We have officially started the long journey back home from Minneapolis to Oakland. 13 and 11-hour drives and longer days. Watching the scenery change from the Midwest to the plains and the mountains of the West is breathtaking.
Nebraska stole my heart with its crystal clear air and water. The light is different there—magical. Sweeping plains with cattle and winding, rushing rivers. Watching the sunset over the plains just after we crossed into Colorado was like some kind of dream.
Today we drive from Colorado to Las Vegas, where we will spend the night and have a day off. Driving through the Rockies is a kind of other-worldly feeling. The stunning beauty of the snow-covered mountains, thick with pines and aspens greet us at every turn and beckon us onward.
We ebb and flow, twist and turn with the landscape as snow turns to red rock and trees turn to bushes and shrubs, painting the land with pointillism. Valleys start to stretch out into plains again, the mountains turn back into canvases, and the dry earth reveals the subtlest of color pallets striped with reds, browns and pinks, meeting pale greens. Hawks circle high above the occasional stony earth jutting out into the blue sky, majestic and proud.
There are deep canyons with jagged, rocky mountains that fill the sky and hold more shades of browns than seem possible. We drive next to frothy rivers for miles, cradled in greens and greys. Looking out the side window for breaks in the rocks, I can see framing views of mountains and lush valleys for a few seconds before they disappear. Cliffs break into velvety green covered swaths of hills, sloping down to rich, grassy pastures.
They are all a reminder of our place and perspective. We owe everything to the land, water and sky. We owe everything to the planet and its gifts. And we owe everything to those who work to protect it.
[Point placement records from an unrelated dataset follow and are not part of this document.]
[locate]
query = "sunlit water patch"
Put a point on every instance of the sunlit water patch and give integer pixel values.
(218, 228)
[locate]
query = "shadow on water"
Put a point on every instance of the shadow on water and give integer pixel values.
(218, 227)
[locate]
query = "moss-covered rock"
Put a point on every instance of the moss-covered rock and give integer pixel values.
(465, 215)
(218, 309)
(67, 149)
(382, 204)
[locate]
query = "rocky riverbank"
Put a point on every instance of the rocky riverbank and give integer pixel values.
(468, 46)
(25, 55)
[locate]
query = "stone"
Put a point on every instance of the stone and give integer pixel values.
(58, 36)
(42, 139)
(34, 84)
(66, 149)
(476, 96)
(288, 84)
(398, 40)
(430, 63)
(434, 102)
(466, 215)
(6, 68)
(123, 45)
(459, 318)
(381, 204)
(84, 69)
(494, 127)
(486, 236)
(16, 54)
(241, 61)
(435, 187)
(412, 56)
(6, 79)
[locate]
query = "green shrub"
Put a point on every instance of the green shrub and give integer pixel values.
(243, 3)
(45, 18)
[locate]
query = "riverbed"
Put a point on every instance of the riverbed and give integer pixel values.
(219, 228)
I owe so much to the land, sea and sky. They were my saving grace when I was growing up. As most people who grow up in rural lands will tell you, the land becomes a part of you. It becomes part of your story, part of your heart, part of your spirit. Nature was a huge source of resilience when I was growing up and continues to be. The purest form of spirituality, the deepest form of healing. I remember getting up early to drive east to Point Udall and watch the sunrise over the place where the Caribbean Sea meets the Atlantic Ocean; where the sunrise surrounds and embraces you on the jutting cliff over the crashing waves. Where the wind whips past you, stealing tears before they can fall. The wind that comes from over the ocean, that comes from the horizon. The wind that brought me to land that signifies both a death and a life that never should have been. The clouds turn pink to orange to reds, the sky turning from black to blue to autumn to spring.
I know I have survived because of nature. I know I made it through because of the magnificence I was immersed in that inhabits every part of the tiny island I was raised on. It was because of the ocean and the glistening starry night sky that I made it out with a beating heart.
Much of my story of healing is one of sand and waves and sun; of rain forests and dirt roads and the smell of newly wet earth; of stars and clouds and sunsets and sunrises over hot cups of tea; of deserts and cacti and cliffs that drop into the sea; of windy horizons and dry, golden fields and trees that feel like memories. I will always be indebted to the earth, as we all are. I will always long for the ocean. And I will always be grateful for journeys that take you far from where you know and lead you back home.